Asimismo, lamenta que los
clubes que tienen cierta autonomía y que no dependen directamente de otras
empresas están habitualmente dirigidos por opacos hombres de negocios y
políticos de segunda, que utilizan el fútbol como una catapulta de prestigio
para lanzarse al primer plano de la popularidad. Aunque hay también casos
excepcionales en lo que sucede al revés: personas que ponen su bien ganada fama
al servicio del fútbol, como el cantante inglés Elton John, que fue presidente
del Watford, el club de sus amores.
Según el escritor, tres
son las principales consecuencias de haber transformado el fútbol en una
empresa estrictamente comercial. En primer lugar, “el juego se ha convertido en
espectáculo, con pocos protagonistas y muchos espectadores, fútbol para mirar”.
En segundo lugar, “el espectáculo se ha convertido en uno de los negocios más
lucrativos del mundo, que no se organiza para jugar, sino para impedir que se
juegue”. Y por último, “la tecnocracia del deporte profesional ha ido
imponiendo un fútbol de pura velocidad y mucha fuerza, que renuncia a la
alegría, atrofia la fantasía y prohíbe la osadía”.
En suma, en el país del
“juego bonito”, Brasil, se nos ha dado una lección que va mucho más allá de la
fascinación que puede producir el fútbol.
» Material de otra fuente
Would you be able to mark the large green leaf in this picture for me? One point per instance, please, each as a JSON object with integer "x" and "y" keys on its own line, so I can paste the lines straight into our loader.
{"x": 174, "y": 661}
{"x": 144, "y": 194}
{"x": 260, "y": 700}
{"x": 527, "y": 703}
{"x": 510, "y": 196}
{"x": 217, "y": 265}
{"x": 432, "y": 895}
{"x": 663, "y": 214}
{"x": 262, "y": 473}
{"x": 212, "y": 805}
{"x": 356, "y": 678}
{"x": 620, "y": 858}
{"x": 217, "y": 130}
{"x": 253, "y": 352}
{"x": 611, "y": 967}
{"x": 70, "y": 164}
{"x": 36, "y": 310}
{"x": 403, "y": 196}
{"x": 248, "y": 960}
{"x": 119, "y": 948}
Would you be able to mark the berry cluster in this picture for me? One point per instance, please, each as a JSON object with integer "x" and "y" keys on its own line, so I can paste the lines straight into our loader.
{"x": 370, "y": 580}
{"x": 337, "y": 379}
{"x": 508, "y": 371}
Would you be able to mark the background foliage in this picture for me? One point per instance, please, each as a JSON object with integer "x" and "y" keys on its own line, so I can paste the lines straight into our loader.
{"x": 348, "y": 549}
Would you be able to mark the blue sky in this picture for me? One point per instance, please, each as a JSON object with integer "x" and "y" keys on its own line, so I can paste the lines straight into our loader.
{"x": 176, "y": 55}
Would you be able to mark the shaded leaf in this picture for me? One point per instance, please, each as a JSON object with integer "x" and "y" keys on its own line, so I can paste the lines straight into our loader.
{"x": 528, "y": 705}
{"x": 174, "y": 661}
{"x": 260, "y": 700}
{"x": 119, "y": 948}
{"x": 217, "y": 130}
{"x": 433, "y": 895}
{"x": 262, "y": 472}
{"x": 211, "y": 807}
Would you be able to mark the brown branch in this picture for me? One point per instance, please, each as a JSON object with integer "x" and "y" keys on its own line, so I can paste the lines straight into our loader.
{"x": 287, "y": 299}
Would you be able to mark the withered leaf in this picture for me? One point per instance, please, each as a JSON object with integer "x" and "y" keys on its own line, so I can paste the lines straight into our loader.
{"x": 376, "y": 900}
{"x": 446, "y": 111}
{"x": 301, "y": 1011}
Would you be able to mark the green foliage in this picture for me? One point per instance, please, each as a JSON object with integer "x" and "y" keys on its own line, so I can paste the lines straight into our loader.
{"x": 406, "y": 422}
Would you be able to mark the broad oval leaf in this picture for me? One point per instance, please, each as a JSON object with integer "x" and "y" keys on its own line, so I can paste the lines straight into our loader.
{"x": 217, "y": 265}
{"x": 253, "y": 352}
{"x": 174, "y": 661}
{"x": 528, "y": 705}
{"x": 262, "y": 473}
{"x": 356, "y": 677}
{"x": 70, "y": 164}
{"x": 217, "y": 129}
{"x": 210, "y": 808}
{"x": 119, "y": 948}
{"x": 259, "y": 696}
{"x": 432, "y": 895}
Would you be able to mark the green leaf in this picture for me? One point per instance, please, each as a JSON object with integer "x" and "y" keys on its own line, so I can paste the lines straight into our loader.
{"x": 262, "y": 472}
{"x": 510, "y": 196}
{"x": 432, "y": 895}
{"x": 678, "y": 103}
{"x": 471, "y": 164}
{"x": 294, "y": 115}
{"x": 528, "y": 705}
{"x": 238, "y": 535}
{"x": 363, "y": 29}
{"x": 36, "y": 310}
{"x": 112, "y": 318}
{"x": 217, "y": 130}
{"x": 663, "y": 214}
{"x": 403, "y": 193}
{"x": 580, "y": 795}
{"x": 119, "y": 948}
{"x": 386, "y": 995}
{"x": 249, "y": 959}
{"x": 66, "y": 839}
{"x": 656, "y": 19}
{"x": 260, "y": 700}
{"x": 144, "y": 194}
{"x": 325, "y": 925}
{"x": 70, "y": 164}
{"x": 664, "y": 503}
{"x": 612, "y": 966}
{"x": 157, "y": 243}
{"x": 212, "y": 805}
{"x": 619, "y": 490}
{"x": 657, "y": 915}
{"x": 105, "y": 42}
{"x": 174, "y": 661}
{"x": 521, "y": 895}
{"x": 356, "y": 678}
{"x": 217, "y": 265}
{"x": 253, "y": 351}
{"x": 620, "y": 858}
Las organizaciones sociales y
sindicales nos han mostrado la importancia de una ciudadanía responsable y
activa, que enfrenta las arbitrariedades, injusticias y corrupción que
provienen del poder político y económico. La participación de los afectados por
estos males ha puesto de manifiesto una realidad que no ha podido ser ahogada
ni encubierta por el espectáculo deportivo. Nos referimos a que un Mundial
financiado con dinero público, en un país donde la pobreza sigue golpeando a
sectores mayoritarios, representa un grave problema moral. Que la avaricia de
unos pocos termine apropiándose de lo que necesitan y a lo que tienen derecho
las mayorías pone de manifiesto un alto grado de corrupción e injusticia
social.
En lo que respecta a la
humanización del deporte, en este caso del fútbol, hay que retomar las sabias
palabras de Galeano y Leonardo Boff. El primero propone recuperar la alegría de
jugar: “Que el hombre sea niño por un rato, jugando como juega el niño con el
globo. Jugando sin motivo, sin reloj y sin juez”. Por su parte, Boff nos habla
del fútbol como una metáfora de lo mejor que los seres humanos podemos
presentar: “La combinación feliz del esfuerzo del individuo con la cooperación
del grupo. Una verdadera escuela de virtudes: autodominio, tranquilidad,
amabilidad y capacidad de perdón, de no devolver patada por patada”. En otras
palabras, poner límites a la avaricia de quienes controlan el fútbol mundial y
devolverle su carácter lúdico y ético son condiciones necesarias para que la
pelota sea de todos.
Carlos
Ayala Ramírez es director de Radio YSUCA de El Salvador.